Are There Psychoactive Drugs in Your Drinking Water? 
Americans ingest more that 200 million prescription drugs like antidepressants every year. Between women seeing gynecologists and their children seeing obstetricians, over 210 million antibiotics were prescribed. Internists generate nearly 1.5 million antibiotic prescriptions per week. In the UK, the number of antidepressant prescriptions is 24 million. Add to this the use of medicines for family pets and in agriculture, and the amount of pharmaceuticals used in the US and UK runs into the hundreds of thousands of tons.

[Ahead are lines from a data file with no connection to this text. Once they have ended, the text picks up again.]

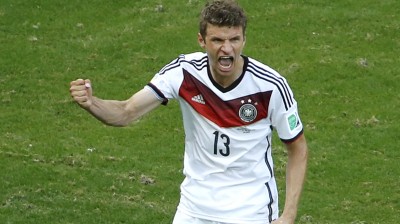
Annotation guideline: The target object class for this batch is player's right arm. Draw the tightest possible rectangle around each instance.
[70,79,161,126]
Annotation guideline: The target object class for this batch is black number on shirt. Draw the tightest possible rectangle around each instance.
[213,131,231,156]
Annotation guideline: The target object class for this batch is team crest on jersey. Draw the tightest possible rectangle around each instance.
[239,99,257,123]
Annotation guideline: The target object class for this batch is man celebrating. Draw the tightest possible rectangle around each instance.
[70,0,308,224]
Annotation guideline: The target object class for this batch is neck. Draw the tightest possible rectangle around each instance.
[210,57,244,88]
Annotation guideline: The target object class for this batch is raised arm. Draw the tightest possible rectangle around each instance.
[272,134,308,224]
[70,79,161,126]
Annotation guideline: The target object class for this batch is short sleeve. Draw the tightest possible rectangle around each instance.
[270,83,303,142]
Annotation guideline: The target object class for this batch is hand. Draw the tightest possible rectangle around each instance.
[69,79,93,109]
[271,216,294,224]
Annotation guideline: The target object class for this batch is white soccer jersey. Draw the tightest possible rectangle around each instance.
[147,52,303,224]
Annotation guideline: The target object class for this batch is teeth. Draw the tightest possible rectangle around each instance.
[219,56,233,68]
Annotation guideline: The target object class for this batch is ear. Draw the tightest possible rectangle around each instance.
[197,33,206,49]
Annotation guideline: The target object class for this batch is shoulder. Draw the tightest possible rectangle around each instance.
[246,57,285,80]
[242,58,294,109]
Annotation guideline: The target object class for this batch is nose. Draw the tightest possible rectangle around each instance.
[221,40,233,53]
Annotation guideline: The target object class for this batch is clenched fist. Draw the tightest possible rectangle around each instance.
[69,79,93,109]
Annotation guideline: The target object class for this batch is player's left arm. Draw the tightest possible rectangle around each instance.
[272,134,308,224]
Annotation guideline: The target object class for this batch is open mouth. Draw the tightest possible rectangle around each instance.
[218,56,233,69]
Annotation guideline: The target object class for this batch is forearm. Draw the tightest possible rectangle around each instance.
[282,136,308,223]
[85,97,134,126]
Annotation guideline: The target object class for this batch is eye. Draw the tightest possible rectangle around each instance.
[231,37,241,43]
[211,37,223,44]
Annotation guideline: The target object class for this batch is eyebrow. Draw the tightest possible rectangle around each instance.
[210,34,242,40]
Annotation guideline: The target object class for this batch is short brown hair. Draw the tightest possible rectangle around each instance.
[200,0,247,37]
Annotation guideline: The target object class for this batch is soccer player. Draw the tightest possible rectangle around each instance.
[70,0,308,224]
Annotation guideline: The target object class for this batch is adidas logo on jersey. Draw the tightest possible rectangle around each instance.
[192,94,206,104]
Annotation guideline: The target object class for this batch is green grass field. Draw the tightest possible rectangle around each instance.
[0,0,400,224]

What happens to these pharmaceuticals once they've been ingested and have accomplished their task?
Once a medication is ingested, it is metabolized. That means it passes through the body, is digested and then distributed throughout the body. Like other nutrients, the body takes what it needs. Once a medication is used to address the disease or disorder, the byproducts are returned to the blood stream. They are cleaned from the blood by the liver and the kidneys and then eliminated from the body as waste.

The waste goes into the municipal sewage system where it is processed by sedimentation techniques (settling) and chemical sanitation. The sediment is removed and placed in landfills or used as a solid soil fertilizer. The water is either processed and reused or returned to the environment for natural recycling. It sounds easy enough.

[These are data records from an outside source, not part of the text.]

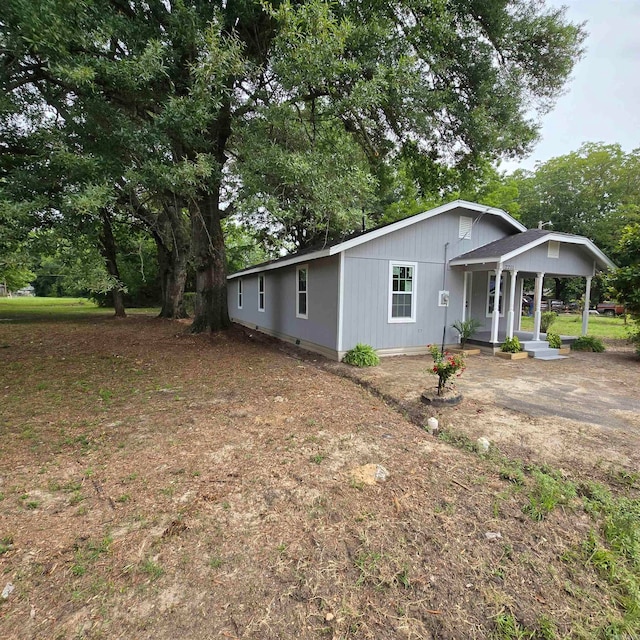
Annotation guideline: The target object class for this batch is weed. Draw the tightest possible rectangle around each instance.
[69,491,84,506]
[493,613,535,640]
[500,465,524,486]
[0,536,13,556]
[438,429,476,451]
[354,551,382,586]
[140,558,164,580]
[98,389,113,404]
[571,336,604,353]
[396,566,411,589]
[522,469,576,520]
[342,344,380,367]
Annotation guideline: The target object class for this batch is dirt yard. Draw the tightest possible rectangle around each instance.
[0,317,640,640]
[331,341,640,477]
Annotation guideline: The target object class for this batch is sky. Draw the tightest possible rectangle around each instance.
[500,0,640,172]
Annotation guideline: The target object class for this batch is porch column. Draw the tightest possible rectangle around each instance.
[507,269,522,338]
[533,273,544,340]
[462,271,470,322]
[582,276,591,336]
[516,280,524,331]
[491,264,502,343]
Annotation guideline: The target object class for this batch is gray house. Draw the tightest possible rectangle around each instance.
[228,200,614,359]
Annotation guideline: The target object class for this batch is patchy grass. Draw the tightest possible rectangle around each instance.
[0,302,640,640]
[0,296,159,322]
[522,313,631,340]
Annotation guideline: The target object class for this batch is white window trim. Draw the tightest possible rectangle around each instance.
[485,271,505,318]
[258,273,267,313]
[458,216,473,240]
[387,260,418,324]
[296,264,309,320]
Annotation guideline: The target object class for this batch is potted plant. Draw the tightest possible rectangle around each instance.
[496,336,529,360]
[422,344,464,405]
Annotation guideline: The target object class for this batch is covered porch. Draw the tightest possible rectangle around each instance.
[449,229,615,347]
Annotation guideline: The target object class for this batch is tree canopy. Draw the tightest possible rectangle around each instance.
[0,0,585,331]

However, the vast majority of pharmaceuticals are not substances found in nature. They are synthetics, made from natural extractions, which have been altered for medical purposes. These alterations are intended to enhance the medicinal effect of the original extract by making it more metabolically friendly. While it may work well as medicines, its ambient presence in the soil, lake sediments and water systems poses a potential problem.
Once in the environment, microbes act as filters and build concentrations of the medications in their systems. Billions of these microorganisms are consumed and passed up the food chain until they are consumed by fish, crustaceans or mollusks. At this stage, the concentrations of pharmaceuticals can become problematic. In metropolitan areas where sewage released in water is especially high, fish can become disoriented by medical contaminants. Shrimp are known to change their behavior, making themselves more vulnerable to predators. Beyond their own behaviors, these organisms enter the food chain for larger, higher animals, including humans.

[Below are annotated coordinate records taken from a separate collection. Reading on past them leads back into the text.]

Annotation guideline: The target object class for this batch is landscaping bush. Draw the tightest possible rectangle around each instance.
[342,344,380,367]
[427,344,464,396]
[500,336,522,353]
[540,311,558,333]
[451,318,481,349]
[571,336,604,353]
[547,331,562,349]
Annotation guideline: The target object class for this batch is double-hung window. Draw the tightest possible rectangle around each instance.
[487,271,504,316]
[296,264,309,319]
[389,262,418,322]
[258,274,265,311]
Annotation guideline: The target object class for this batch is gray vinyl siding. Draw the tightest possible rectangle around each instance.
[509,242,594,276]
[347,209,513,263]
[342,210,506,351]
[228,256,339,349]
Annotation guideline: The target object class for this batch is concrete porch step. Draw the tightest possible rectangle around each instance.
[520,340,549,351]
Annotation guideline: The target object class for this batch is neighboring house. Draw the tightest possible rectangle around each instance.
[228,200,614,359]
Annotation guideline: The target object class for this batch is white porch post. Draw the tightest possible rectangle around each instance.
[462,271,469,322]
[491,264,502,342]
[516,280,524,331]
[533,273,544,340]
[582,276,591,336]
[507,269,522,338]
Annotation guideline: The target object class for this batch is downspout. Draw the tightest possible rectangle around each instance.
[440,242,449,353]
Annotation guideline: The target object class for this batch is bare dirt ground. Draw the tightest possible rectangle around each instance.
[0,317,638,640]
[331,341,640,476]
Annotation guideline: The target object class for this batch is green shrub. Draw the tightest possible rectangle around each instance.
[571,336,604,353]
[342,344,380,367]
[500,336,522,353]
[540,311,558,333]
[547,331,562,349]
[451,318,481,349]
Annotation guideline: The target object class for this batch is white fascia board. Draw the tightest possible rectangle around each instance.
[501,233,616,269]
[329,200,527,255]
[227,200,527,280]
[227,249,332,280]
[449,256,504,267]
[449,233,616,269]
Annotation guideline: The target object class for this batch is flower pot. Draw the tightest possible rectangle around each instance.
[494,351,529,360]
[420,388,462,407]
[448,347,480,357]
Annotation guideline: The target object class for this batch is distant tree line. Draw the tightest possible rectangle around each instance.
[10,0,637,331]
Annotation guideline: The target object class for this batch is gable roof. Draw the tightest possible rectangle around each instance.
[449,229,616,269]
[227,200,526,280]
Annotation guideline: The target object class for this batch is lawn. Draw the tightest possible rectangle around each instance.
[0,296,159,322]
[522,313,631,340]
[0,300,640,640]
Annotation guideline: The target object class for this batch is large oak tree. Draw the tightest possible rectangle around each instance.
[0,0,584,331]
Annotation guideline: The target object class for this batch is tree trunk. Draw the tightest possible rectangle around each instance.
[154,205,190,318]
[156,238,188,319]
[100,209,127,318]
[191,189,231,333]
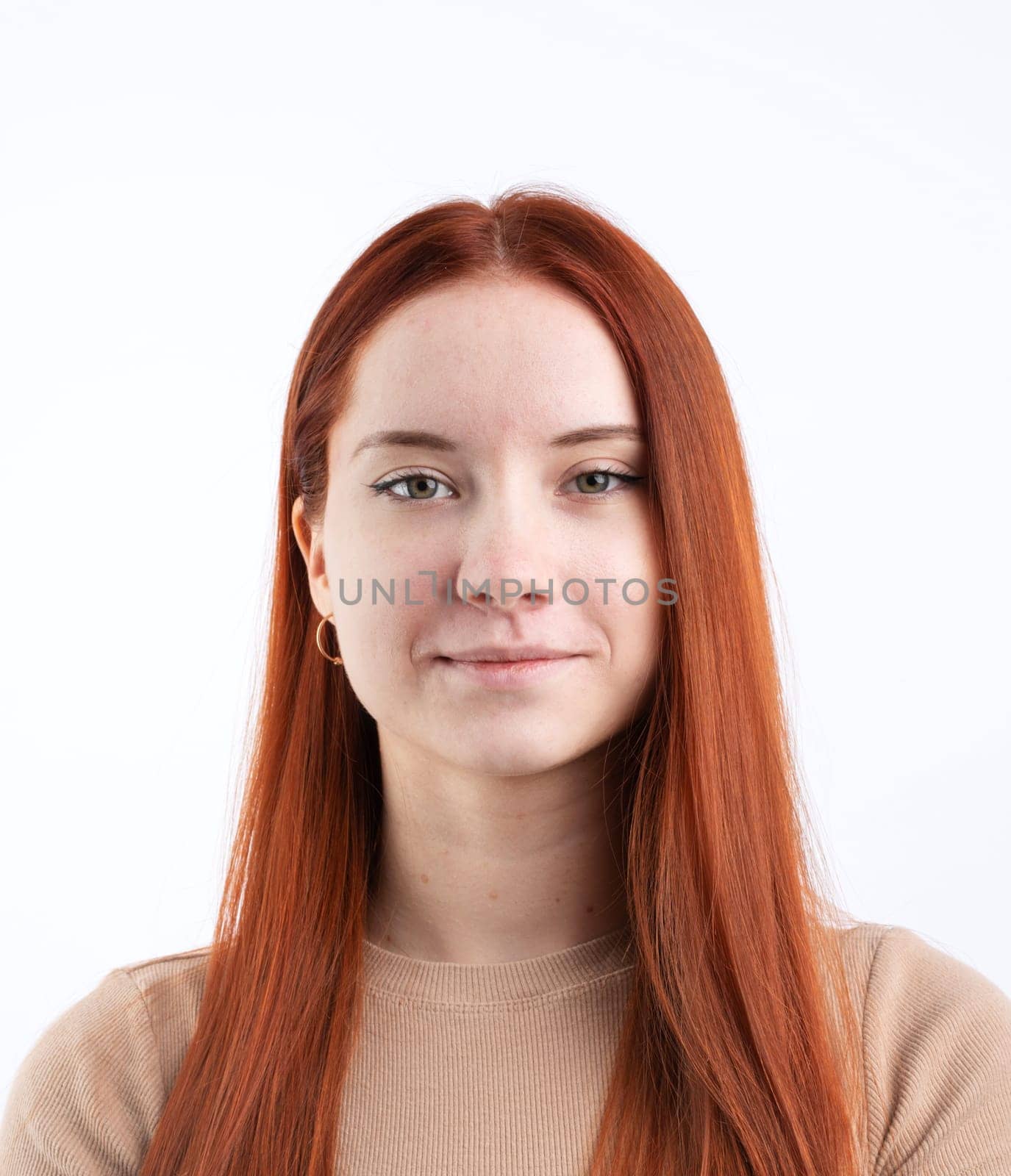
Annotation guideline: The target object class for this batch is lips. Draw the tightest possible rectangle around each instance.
[437,645,576,663]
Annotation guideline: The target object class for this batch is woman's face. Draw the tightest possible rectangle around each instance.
[292,279,670,775]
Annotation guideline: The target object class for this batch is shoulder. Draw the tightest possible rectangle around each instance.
[0,948,210,1176]
[844,923,1011,1176]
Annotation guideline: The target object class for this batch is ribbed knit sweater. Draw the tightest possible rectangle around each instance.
[0,922,1011,1176]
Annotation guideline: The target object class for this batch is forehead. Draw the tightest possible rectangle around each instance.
[335,279,640,449]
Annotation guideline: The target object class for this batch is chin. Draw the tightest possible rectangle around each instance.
[446,731,579,776]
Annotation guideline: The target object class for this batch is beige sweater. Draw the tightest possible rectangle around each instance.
[0,922,1011,1176]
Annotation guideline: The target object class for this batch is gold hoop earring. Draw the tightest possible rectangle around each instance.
[315,613,343,666]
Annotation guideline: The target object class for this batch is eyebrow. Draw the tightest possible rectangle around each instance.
[351,425,645,461]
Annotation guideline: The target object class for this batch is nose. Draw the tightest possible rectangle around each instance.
[454,492,560,612]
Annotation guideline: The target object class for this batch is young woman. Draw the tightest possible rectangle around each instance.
[0,186,1011,1176]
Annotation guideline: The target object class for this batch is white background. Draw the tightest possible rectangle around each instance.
[0,0,1011,1100]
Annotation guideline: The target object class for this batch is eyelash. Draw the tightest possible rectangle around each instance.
[364,466,643,503]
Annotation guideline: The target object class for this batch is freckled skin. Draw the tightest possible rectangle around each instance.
[292,279,654,962]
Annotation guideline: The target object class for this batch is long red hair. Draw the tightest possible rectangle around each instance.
[140,184,866,1176]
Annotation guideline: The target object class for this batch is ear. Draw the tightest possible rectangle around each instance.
[292,495,333,616]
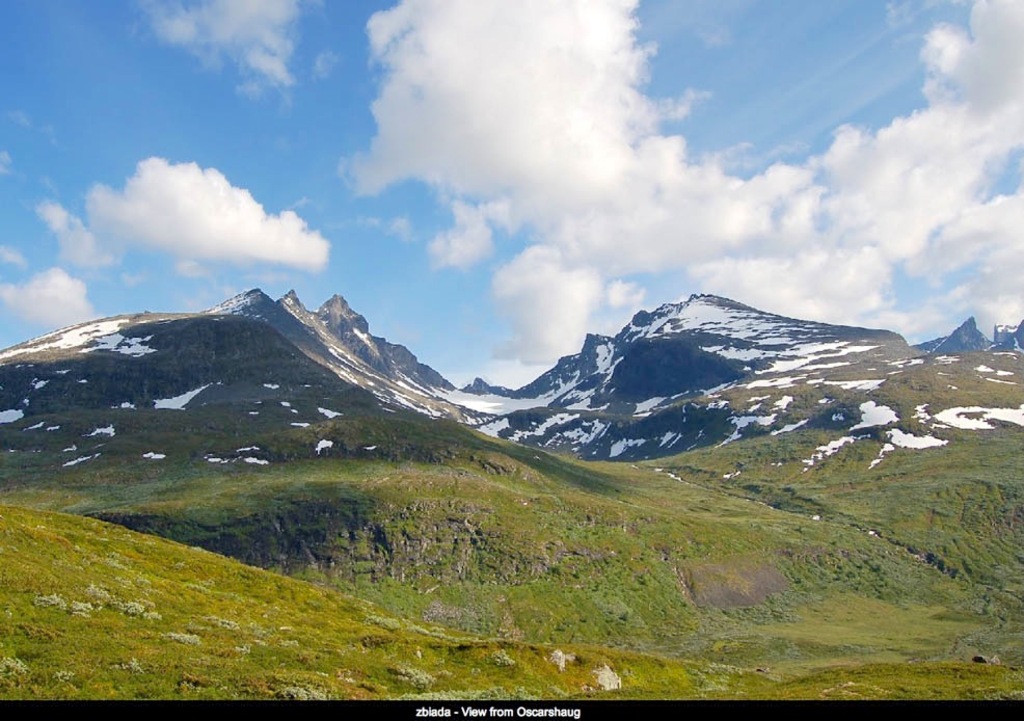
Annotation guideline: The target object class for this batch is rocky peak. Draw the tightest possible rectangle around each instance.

 As ambient chemicals enter the water and soil, nature must make adaptations. Infectious bacteria can develop tolerances for antibiotics. Plants absorb the chemicals into their roots, stems and leaves. In higher order animals, diluted stimulants in the foods are stored in fat cells. When fat is burned by the body for nutrition, these chemicals are released as toxins. The effect can be disruption of the neuro-pathways, hormone sequencing and the reproductive cycles. While these symptoms are not seen widely in the world, the increasing use of pharmaceuticals and the ever more complex nature of their composition, without safeguards against environmental contamination, could well be a problem in the near future. The erratic behavior of fish, crustaceans and mollusks may well be the first warning signs.